The oddest of images were the ones showing buildings on fire in the middle of all that water. Or maybe it was of sharks swimming up the waterlogged Interstate.
My awareness came to something like a full circle a day or two later when it was pointed out that all that standing water is prime breeding ground for mosquitoes. Mosquitoes? Zika. Malaria. Dengue fever. I hadn't thought at all about mosquitoes.
It all got me to wondering about the recovery process. There are estimates that it could take years, and I don't doubt it. The people of the Gulf will be recovering from Harvey long after other natural disasters distract us: hurricanes on the Atlantic coast, mudslides in the Northwest, or tornadoes that level small Midwest farm towns seem inevitable.
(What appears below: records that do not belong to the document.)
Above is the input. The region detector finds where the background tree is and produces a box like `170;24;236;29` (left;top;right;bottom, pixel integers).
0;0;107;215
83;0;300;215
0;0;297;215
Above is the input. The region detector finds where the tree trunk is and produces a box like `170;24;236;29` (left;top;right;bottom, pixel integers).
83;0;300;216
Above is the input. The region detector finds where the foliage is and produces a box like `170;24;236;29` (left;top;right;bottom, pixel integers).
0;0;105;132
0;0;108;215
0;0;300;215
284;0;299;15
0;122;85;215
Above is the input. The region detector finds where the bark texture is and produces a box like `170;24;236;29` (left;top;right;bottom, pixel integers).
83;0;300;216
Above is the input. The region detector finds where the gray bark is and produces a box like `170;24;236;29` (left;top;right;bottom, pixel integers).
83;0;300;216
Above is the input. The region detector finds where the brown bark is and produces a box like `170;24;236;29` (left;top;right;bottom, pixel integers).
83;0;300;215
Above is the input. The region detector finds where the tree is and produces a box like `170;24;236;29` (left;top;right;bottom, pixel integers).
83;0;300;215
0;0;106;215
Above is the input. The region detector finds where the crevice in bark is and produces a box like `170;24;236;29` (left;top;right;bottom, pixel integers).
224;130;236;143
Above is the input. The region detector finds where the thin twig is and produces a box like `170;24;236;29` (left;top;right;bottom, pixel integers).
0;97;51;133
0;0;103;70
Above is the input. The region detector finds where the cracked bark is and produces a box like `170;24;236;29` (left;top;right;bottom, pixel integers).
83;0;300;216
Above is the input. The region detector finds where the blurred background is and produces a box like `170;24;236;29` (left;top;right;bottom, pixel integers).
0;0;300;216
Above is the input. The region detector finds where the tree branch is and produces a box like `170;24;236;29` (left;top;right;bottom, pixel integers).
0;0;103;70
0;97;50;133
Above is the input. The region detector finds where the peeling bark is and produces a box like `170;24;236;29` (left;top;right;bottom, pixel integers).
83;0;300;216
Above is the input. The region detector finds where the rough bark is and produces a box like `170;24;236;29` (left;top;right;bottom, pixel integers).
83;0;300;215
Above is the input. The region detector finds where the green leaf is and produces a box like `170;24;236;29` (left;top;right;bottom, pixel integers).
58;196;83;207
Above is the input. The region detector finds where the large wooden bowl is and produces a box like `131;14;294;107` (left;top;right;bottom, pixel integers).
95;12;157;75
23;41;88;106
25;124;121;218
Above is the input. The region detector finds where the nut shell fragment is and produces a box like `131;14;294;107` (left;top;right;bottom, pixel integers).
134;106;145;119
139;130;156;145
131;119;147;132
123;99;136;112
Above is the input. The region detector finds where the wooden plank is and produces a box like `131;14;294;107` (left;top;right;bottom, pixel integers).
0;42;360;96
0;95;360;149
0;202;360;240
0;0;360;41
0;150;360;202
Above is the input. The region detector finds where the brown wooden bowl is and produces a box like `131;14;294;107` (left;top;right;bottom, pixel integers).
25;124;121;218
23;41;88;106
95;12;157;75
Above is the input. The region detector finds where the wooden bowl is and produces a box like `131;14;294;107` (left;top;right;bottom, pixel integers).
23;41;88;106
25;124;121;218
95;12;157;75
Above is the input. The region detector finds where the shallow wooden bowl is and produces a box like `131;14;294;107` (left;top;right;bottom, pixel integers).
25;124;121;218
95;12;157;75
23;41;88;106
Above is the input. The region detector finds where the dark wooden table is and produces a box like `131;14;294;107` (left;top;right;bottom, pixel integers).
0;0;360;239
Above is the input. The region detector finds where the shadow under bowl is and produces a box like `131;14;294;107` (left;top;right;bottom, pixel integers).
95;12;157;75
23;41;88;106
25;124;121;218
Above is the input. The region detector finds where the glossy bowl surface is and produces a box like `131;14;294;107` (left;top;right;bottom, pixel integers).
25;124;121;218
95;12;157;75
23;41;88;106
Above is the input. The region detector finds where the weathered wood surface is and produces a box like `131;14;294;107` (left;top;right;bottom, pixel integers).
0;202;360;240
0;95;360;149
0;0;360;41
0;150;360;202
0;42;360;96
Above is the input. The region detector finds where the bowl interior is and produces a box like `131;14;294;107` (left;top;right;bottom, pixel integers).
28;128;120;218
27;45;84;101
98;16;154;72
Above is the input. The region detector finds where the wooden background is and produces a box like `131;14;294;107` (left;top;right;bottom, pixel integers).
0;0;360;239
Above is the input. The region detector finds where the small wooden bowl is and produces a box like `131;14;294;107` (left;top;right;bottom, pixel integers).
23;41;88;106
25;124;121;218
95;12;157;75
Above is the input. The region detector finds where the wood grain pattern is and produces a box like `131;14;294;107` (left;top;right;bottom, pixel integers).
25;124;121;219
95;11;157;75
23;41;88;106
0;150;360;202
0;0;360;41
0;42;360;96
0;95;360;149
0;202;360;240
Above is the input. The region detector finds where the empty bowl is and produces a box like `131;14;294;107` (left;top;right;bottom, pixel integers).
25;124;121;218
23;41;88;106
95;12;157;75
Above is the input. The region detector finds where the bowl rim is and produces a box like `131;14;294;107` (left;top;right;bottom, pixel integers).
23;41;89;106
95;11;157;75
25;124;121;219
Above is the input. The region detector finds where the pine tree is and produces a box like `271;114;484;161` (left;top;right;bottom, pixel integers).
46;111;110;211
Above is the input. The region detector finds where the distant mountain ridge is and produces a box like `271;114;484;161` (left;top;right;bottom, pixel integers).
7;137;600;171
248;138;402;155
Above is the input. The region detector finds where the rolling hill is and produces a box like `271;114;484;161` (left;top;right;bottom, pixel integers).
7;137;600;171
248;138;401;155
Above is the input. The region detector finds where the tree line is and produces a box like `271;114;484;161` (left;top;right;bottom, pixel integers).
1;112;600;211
If you need perspective, just ask the folks in eastern North Carolina how they're doing in the wake of Hurricane Matthew, just a year ago. You know, where North Carolina requested $900 million in government relief and got $6.1 million instead.
I prefer not to see national leaders show up for their obligatory photo ops in situations like this, popping up like so many politicians at the county fair. "Brownie, you're doing a heckuva job" quickly comes to mind. I'd much rather see and hear from the local leaders, who are much more attuned to the crisis at hand and know what's needed.
One of the more interesting stories coming out of this calamity is sports related. Houston Texan defensive end J.J. Watt was moved to start his own relief fund late last week with the goal of raising $200,000. He's reached $17 million in pledges so far (almost three times what North Carolina got from the government). I'm not quite sure what this means. Do people trust their NFL heroes more than they trust mainstream relief agencies like the Red Cross or the United Way?
Natural disasters are all around us, from grass fires to volcanoes, from earthquakes to hurricanes. How we respond is how we are defined as human beings. Living on the planet makes us "beings." Finding our heart is what makes us "human."